To know it afar, it's worthy with those colours
That old and saintly patiences inbloomed
On sacred leaves of missals: all around
The land's a sweet book, close is a sweet page,
But this the initial and the crowned A.
Then, poet, take your subtlest instrument,
That the grace and marvel may repeated flow
Beyond their range, since hills and woods immure,
To them who never came here. The dead artist
Hath left men vases where awhile is held
A rosy odour, and an ecstasy:
But you, with words of sooner perished clay,
To catch and cup but a millionth drop of the joy
That in this meadow runs, swims, slides, basks, rings --
Call to the ghosts of Ida, for they knew.
Meantime the lonely soul will hover here
In bright transcendence and in humble prayer
Till one companion come through dewy leaves.

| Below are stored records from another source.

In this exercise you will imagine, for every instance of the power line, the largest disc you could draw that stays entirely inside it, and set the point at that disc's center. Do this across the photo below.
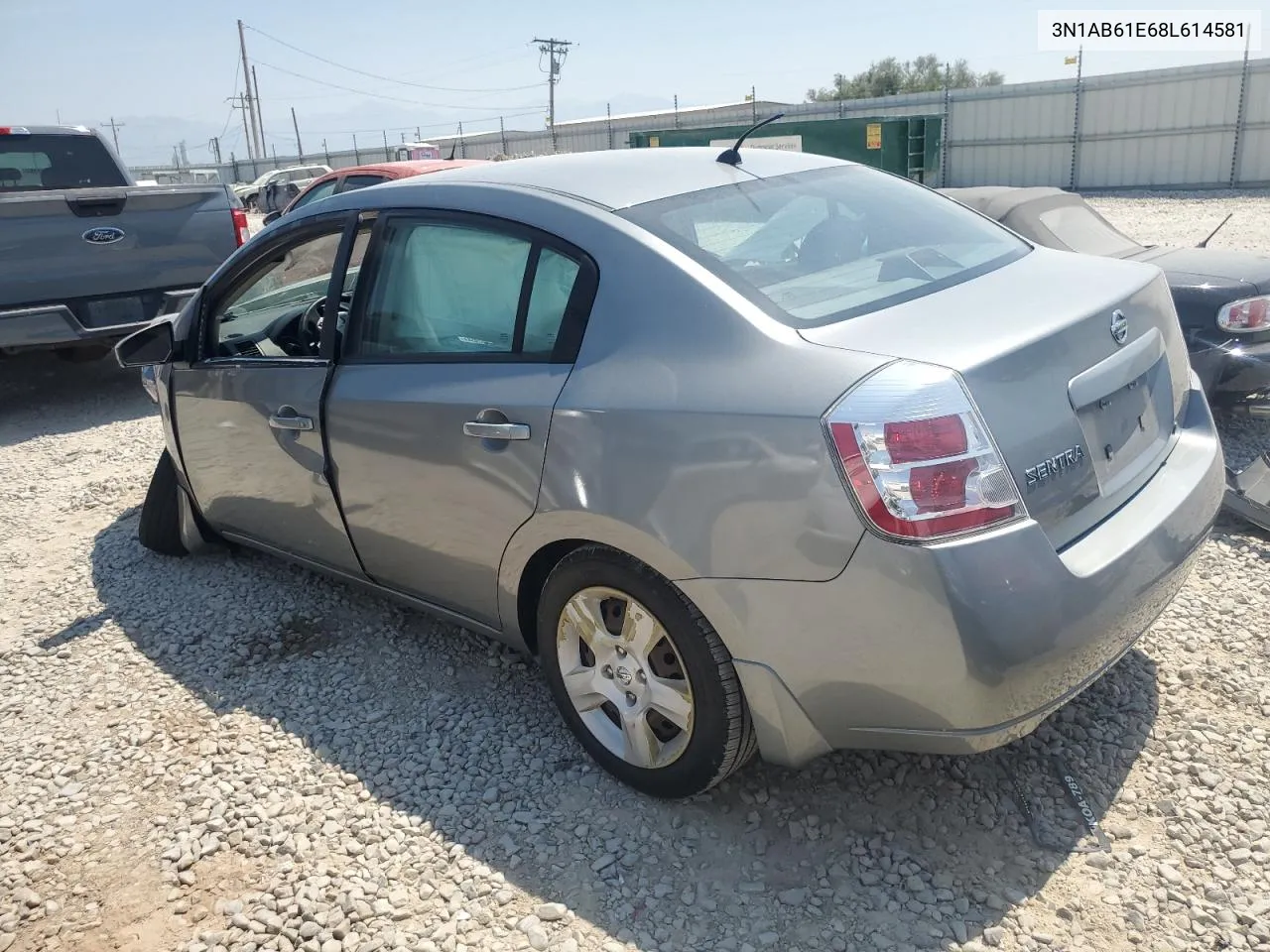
(381, 95)
(477, 58)
(377, 76)
(114, 132)
(421, 128)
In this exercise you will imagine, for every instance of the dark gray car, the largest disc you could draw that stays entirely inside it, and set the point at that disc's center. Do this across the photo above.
(783, 453)
(1222, 296)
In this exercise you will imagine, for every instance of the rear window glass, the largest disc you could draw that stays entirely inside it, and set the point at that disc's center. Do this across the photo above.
(826, 245)
(46, 163)
(1080, 229)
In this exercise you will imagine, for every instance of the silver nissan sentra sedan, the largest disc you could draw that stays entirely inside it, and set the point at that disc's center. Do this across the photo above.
(752, 451)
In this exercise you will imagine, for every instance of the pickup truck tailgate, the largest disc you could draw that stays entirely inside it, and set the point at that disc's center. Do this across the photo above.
(64, 245)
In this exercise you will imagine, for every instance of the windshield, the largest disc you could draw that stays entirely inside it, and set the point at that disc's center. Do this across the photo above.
(826, 245)
(46, 163)
(1083, 230)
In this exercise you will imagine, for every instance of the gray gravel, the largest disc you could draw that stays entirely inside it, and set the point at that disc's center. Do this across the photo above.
(231, 754)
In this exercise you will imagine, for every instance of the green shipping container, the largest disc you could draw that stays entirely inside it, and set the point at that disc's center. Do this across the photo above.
(907, 146)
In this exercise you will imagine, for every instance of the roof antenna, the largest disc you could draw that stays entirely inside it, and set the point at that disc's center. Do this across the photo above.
(1205, 243)
(730, 157)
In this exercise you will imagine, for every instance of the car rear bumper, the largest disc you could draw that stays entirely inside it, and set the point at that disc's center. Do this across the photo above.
(962, 647)
(1232, 371)
(59, 325)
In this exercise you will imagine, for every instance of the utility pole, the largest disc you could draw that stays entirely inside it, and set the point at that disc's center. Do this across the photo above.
(240, 103)
(114, 130)
(300, 149)
(557, 51)
(250, 99)
(259, 107)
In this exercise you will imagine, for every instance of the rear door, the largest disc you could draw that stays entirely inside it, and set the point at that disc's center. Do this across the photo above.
(248, 411)
(463, 334)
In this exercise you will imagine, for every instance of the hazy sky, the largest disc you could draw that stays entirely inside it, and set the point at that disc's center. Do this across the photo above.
(148, 60)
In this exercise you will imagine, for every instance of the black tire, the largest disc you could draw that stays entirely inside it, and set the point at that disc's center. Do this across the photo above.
(721, 739)
(159, 529)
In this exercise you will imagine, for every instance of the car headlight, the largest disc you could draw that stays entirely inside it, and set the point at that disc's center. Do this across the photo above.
(1246, 316)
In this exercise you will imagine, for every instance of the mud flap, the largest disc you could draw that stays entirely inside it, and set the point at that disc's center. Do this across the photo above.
(1247, 493)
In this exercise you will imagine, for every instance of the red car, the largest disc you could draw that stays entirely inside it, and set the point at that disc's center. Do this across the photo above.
(362, 176)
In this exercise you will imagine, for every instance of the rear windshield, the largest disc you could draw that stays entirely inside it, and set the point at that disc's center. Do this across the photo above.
(821, 246)
(45, 163)
(1082, 230)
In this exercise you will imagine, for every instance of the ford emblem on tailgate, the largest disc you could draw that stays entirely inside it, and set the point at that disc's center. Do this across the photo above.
(1119, 326)
(103, 235)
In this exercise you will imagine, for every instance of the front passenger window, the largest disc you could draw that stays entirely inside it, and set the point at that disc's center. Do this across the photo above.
(449, 290)
(270, 312)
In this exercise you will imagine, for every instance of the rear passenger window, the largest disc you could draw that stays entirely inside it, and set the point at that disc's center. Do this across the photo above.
(454, 290)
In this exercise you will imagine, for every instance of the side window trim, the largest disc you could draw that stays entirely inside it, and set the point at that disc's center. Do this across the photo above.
(296, 234)
(576, 311)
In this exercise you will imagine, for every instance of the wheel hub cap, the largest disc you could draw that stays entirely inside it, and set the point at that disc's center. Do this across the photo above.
(625, 676)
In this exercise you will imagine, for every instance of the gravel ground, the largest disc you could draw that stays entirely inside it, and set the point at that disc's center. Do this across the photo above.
(231, 754)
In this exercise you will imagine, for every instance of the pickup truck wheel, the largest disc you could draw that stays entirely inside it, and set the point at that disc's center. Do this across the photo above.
(159, 529)
(640, 675)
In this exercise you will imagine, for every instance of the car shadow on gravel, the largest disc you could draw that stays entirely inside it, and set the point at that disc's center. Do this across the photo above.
(44, 395)
(439, 724)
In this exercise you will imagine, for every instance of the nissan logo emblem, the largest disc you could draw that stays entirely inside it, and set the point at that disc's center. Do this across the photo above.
(1119, 326)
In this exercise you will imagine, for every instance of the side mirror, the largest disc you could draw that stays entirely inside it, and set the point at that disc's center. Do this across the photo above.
(148, 347)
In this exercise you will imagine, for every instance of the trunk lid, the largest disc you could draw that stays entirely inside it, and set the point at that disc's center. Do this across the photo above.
(145, 239)
(1082, 416)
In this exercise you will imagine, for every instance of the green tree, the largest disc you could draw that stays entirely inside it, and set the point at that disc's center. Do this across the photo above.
(889, 76)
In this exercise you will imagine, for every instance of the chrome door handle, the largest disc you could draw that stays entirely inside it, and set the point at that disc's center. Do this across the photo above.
(497, 430)
(291, 421)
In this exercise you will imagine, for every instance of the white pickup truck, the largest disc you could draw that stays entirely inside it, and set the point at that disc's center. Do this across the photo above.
(86, 255)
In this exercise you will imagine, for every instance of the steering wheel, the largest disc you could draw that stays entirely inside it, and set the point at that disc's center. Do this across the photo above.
(309, 327)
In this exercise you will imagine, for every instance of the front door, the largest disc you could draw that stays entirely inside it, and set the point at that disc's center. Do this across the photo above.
(462, 338)
(249, 411)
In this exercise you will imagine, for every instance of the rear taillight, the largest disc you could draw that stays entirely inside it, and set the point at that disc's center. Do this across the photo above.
(1245, 316)
(241, 230)
(917, 454)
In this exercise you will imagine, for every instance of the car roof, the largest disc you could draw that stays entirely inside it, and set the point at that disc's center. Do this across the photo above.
(51, 130)
(412, 167)
(398, 171)
(626, 177)
(1000, 200)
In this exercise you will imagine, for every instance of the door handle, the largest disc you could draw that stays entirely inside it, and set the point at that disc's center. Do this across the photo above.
(497, 430)
(290, 420)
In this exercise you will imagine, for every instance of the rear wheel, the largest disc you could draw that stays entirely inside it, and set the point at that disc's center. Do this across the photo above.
(640, 675)
(159, 529)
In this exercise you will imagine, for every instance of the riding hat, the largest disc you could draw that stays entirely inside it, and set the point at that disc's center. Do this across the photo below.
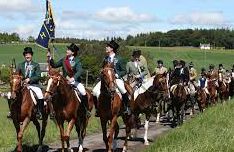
(191, 64)
(27, 50)
(113, 45)
(160, 62)
(73, 47)
(211, 66)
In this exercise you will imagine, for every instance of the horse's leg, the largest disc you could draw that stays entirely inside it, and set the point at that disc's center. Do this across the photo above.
(68, 132)
(127, 122)
(61, 129)
(104, 132)
(43, 127)
(37, 124)
(146, 142)
(21, 132)
(112, 130)
(115, 144)
(17, 128)
(78, 130)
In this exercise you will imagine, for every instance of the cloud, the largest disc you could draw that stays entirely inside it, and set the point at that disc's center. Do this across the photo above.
(14, 9)
(122, 15)
(200, 18)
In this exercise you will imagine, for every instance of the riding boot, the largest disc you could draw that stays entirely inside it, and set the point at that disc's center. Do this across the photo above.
(84, 100)
(126, 103)
(40, 108)
(96, 107)
(9, 115)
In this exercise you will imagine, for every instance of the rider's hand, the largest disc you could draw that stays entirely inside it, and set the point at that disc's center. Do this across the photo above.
(26, 81)
(116, 75)
(70, 80)
(48, 55)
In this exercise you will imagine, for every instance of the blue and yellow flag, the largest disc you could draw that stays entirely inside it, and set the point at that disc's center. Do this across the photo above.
(47, 31)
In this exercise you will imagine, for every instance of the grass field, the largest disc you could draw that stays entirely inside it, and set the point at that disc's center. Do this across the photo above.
(8, 135)
(198, 57)
(211, 131)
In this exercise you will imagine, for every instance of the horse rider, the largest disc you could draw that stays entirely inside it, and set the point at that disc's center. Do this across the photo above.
(160, 69)
(192, 76)
(202, 81)
(72, 70)
(143, 62)
(31, 73)
(120, 71)
(180, 74)
(213, 74)
(136, 70)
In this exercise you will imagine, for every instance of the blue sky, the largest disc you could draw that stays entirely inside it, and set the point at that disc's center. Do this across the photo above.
(97, 19)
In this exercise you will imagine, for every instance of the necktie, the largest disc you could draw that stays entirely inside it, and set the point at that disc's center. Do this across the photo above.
(27, 70)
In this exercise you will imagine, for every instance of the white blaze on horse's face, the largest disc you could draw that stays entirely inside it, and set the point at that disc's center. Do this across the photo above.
(50, 81)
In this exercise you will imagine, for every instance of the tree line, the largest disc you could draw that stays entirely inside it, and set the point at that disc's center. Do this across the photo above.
(188, 37)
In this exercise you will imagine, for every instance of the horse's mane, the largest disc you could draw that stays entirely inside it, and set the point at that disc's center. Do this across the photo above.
(56, 73)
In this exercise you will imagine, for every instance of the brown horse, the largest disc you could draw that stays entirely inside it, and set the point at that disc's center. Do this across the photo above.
(201, 97)
(213, 93)
(223, 88)
(68, 107)
(110, 107)
(23, 110)
(179, 99)
(147, 99)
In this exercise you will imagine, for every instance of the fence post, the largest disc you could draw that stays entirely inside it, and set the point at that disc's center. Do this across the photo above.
(87, 77)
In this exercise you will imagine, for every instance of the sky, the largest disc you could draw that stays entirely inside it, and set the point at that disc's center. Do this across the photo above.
(98, 19)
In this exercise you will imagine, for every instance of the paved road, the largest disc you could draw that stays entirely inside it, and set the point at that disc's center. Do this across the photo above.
(94, 143)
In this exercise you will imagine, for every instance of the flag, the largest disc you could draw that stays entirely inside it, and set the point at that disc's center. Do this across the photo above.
(47, 31)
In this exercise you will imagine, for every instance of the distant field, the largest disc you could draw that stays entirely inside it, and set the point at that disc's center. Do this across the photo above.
(211, 131)
(200, 58)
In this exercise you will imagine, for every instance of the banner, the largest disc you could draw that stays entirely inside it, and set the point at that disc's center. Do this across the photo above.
(47, 31)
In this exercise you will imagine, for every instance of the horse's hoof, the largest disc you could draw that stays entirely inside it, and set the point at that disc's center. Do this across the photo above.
(124, 149)
(146, 143)
(81, 148)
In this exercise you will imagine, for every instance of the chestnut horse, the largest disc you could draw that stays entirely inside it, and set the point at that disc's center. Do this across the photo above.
(110, 107)
(147, 99)
(213, 93)
(68, 107)
(201, 97)
(23, 110)
(179, 99)
(223, 88)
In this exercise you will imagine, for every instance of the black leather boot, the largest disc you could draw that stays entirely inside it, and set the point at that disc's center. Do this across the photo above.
(84, 100)
(126, 104)
(40, 106)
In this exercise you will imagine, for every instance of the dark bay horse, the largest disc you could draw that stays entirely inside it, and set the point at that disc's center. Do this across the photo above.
(23, 110)
(179, 99)
(110, 107)
(223, 88)
(201, 97)
(68, 107)
(213, 93)
(147, 99)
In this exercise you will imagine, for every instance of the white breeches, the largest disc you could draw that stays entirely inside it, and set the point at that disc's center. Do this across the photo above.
(120, 86)
(37, 90)
(80, 87)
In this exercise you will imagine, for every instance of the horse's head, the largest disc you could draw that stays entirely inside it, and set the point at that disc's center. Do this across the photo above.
(54, 80)
(160, 83)
(15, 83)
(108, 77)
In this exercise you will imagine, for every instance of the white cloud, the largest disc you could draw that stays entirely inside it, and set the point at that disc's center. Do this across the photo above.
(200, 18)
(122, 15)
(14, 9)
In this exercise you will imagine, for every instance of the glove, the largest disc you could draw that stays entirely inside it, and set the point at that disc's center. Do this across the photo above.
(116, 76)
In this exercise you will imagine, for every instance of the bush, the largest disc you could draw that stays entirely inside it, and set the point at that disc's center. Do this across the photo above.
(4, 74)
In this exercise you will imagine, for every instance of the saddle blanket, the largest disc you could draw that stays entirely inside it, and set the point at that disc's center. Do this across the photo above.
(145, 86)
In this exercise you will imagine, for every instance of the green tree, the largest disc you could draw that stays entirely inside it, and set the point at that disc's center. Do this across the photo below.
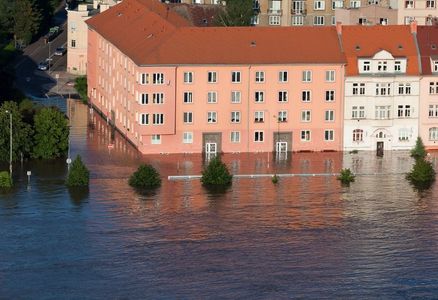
(21, 133)
(51, 134)
(216, 174)
(78, 176)
(236, 13)
(419, 151)
(146, 177)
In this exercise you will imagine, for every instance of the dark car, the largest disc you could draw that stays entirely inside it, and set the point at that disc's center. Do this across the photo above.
(60, 51)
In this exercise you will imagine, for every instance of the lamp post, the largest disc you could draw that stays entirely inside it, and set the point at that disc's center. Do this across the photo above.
(10, 143)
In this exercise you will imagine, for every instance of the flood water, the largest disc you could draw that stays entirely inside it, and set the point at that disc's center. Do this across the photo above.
(307, 237)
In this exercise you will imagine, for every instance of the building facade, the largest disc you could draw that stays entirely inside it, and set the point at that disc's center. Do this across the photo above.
(382, 87)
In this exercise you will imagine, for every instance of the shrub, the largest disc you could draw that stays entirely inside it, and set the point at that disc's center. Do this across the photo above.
(419, 151)
(346, 176)
(5, 180)
(422, 174)
(78, 176)
(146, 177)
(216, 174)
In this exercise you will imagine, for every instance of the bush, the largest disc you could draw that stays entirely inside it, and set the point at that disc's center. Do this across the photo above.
(422, 174)
(5, 180)
(419, 151)
(78, 176)
(346, 176)
(216, 174)
(146, 177)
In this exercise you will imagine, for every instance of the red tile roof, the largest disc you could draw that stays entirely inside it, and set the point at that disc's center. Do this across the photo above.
(365, 41)
(151, 38)
(428, 44)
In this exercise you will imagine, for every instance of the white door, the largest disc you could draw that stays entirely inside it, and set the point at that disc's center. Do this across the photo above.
(281, 147)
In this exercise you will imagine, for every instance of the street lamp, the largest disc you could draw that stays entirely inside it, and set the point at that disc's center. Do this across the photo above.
(10, 143)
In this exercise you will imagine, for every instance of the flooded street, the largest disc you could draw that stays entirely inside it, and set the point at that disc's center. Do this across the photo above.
(307, 237)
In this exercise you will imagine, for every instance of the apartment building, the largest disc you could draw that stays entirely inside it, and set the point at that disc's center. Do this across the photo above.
(382, 87)
(428, 44)
(172, 88)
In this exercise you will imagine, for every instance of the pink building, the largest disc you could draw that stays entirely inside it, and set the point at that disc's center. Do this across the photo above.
(172, 88)
(427, 37)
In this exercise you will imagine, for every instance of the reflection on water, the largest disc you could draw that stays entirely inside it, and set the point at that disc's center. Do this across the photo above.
(305, 237)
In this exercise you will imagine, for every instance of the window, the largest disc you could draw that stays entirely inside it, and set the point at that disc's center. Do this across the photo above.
(235, 76)
(282, 116)
(144, 119)
(305, 135)
(358, 135)
(258, 136)
(188, 77)
(235, 97)
(158, 119)
(188, 97)
(305, 116)
(358, 88)
(318, 20)
(157, 78)
(382, 66)
(235, 137)
(155, 139)
(274, 20)
(330, 76)
(235, 117)
(397, 66)
(319, 5)
(358, 112)
(211, 97)
(260, 76)
(354, 3)
(187, 137)
(282, 96)
(307, 76)
(366, 66)
(329, 96)
(433, 110)
(433, 133)
(404, 89)
(404, 111)
(403, 134)
(259, 116)
(212, 77)
(306, 96)
(188, 117)
(383, 89)
(297, 20)
(158, 98)
(211, 117)
(433, 87)
(144, 99)
(144, 78)
(259, 96)
(329, 135)
(329, 115)
(282, 76)
(383, 112)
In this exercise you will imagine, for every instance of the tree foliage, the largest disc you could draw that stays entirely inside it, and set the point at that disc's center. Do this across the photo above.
(21, 133)
(78, 176)
(216, 174)
(51, 134)
(146, 177)
(237, 13)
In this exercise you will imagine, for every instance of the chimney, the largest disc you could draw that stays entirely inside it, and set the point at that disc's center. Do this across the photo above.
(339, 28)
(413, 26)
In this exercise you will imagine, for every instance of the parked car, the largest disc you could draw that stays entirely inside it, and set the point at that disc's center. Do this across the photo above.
(60, 51)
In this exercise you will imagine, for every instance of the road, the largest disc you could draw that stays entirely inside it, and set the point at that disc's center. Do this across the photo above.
(34, 82)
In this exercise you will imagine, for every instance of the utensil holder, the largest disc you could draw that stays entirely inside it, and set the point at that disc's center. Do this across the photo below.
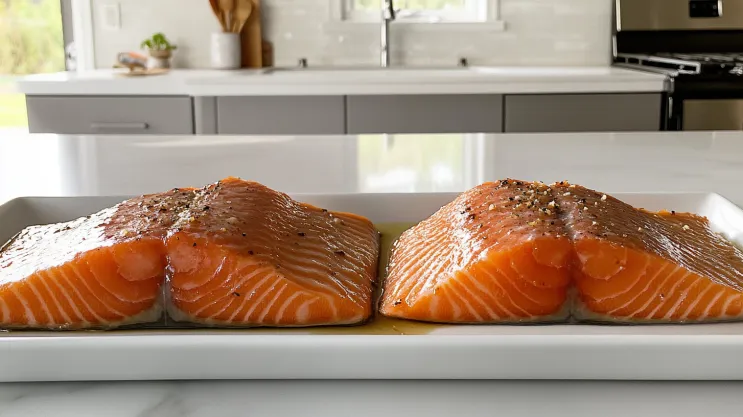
(225, 51)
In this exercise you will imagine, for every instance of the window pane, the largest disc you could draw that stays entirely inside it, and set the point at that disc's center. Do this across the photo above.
(389, 162)
(30, 42)
(415, 4)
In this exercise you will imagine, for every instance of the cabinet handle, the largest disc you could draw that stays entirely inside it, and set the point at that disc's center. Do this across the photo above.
(119, 126)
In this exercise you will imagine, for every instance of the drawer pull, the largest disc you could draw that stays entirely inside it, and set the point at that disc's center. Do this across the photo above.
(119, 126)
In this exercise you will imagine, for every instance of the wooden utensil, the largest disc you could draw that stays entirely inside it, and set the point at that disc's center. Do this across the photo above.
(252, 39)
(243, 11)
(228, 9)
(218, 13)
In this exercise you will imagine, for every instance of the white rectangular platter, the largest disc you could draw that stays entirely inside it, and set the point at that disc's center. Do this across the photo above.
(658, 352)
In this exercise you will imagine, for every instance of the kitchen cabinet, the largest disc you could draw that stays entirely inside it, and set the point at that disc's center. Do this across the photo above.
(446, 113)
(281, 115)
(110, 115)
(583, 112)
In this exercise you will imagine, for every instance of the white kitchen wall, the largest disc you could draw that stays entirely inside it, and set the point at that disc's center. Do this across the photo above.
(538, 32)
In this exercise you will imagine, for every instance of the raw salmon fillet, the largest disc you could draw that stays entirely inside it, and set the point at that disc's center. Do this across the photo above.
(246, 255)
(496, 254)
(100, 271)
(636, 266)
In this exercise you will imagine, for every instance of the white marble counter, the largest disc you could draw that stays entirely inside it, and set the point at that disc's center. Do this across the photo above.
(371, 399)
(71, 165)
(327, 81)
(613, 162)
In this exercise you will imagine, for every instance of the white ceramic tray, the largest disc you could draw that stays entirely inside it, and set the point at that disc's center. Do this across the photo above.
(660, 352)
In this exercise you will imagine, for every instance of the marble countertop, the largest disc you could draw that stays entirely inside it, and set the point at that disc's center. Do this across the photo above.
(611, 162)
(119, 165)
(348, 81)
(371, 399)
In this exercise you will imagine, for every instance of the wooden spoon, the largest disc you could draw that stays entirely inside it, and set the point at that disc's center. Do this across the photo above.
(228, 8)
(242, 14)
(218, 13)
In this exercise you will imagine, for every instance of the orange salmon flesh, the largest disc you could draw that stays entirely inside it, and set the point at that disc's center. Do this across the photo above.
(516, 252)
(234, 253)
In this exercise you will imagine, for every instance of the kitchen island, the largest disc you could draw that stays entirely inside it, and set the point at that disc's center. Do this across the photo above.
(347, 100)
(126, 165)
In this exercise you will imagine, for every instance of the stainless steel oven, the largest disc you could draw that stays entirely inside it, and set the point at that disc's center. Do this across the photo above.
(698, 44)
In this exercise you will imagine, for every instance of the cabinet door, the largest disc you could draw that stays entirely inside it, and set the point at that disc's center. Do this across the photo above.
(445, 113)
(583, 112)
(281, 115)
(83, 115)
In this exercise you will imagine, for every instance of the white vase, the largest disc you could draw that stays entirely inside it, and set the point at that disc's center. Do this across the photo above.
(225, 51)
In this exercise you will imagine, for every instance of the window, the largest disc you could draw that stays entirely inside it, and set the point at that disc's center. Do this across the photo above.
(31, 41)
(458, 14)
(421, 10)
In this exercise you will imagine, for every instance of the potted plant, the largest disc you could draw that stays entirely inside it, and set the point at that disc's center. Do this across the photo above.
(160, 49)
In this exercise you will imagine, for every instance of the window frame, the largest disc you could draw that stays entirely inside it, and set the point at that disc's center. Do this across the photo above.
(79, 14)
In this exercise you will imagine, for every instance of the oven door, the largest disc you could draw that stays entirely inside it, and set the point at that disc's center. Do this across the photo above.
(713, 114)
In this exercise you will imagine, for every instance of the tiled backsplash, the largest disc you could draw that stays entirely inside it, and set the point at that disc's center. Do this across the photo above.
(538, 33)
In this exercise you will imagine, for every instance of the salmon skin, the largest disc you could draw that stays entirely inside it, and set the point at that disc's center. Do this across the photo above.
(514, 251)
(245, 255)
(234, 253)
(635, 266)
(99, 271)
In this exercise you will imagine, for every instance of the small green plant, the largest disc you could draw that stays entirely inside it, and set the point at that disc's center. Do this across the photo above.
(158, 42)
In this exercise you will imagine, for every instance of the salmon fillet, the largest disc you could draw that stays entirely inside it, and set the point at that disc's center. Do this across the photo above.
(100, 271)
(496, 254)
(489, 257)
(636, 266)
(246, 255)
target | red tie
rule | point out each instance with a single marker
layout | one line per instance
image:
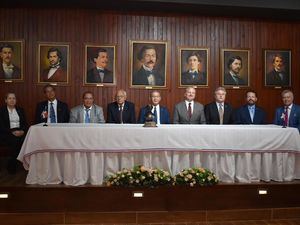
(190, 111)
(286, 116)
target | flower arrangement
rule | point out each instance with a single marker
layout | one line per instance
(195, 176)
(139, 176)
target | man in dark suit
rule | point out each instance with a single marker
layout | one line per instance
(289, 114)
(232, 77)
(52, 110)
(13, 128)
(121, 111)
(55, 73)
(161, 113)
(250, 113)
(100, 73)
(278, 77)
(7, 69)
(148, 74)
(193, 76)
(219, 112)
(189, 111)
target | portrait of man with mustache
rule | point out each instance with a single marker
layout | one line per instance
(148, 74)
(100, 72)
(8, 70)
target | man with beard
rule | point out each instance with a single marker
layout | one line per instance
(232, 77)
(100, 73)
(278, 76)
(7, 69)
(55, 73)
(288, 115)
(148, 74)
(250, 113)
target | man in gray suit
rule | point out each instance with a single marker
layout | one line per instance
(189, 111)
(88, 112)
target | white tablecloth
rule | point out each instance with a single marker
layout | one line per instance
(76, 154)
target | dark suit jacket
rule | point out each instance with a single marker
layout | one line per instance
(128, 114)
(5, 123)
(15, 75)
(242, 116)
(62, 112)
(60, 75)
(187, 79)
(140, 78)
(212, 114)
(94, 77)
(294, 119)
(181, 114)
(163, 113)
(273, 78)
(228, 80)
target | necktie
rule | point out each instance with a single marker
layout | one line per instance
(190, 110)
(121, 114)
(87, 116)
(101, 74)
(221, 113)
(52, 114)
(155, 114)
(251, 113)
(286, 116)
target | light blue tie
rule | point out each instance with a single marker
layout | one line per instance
(52, 114)
(87, 116)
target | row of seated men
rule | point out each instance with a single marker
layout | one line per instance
(13, 125)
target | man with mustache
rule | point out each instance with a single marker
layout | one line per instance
(55, 72)
(100, 73)
(250, 113)
(7, 69)
(148, 74)
(232, 77)
(278, 75)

The young year being so rosy now,
Sound, scent and seeing one posy now,
The sunny symphony of pastoral reeds
Hovering and sparkling as the west wind leads
With such a touch on harps of weeds
As makes each one Apollo's bough --
The young year gleaming white and blue
Walks in the sun, and will not you?
In these green freedoms there's no sense
Of what the tithe-map feigns a fence --
This meadow is the one we find
On clumsier surveys close confined,
But to my mind it none the less
Answers the kin sky's boundlessness:
In this savannah Number's span
Is nothing; past his topmost plan
Would spring the star-flowers, and a linnet
Hold her house, and five young in it.
Come you will: here all is well --
The far church clock with judging bell
Is but one ban:
One low note falls,
One sad and solitary trumpet calls,
One dull drum blackens on the rich blue firmament of song:
But the west wind he will wean us away,
He again on his ravishing pipes does play,
And up among the living air
Makes holiday and magic there --
That might be hushed, unless you come ere long.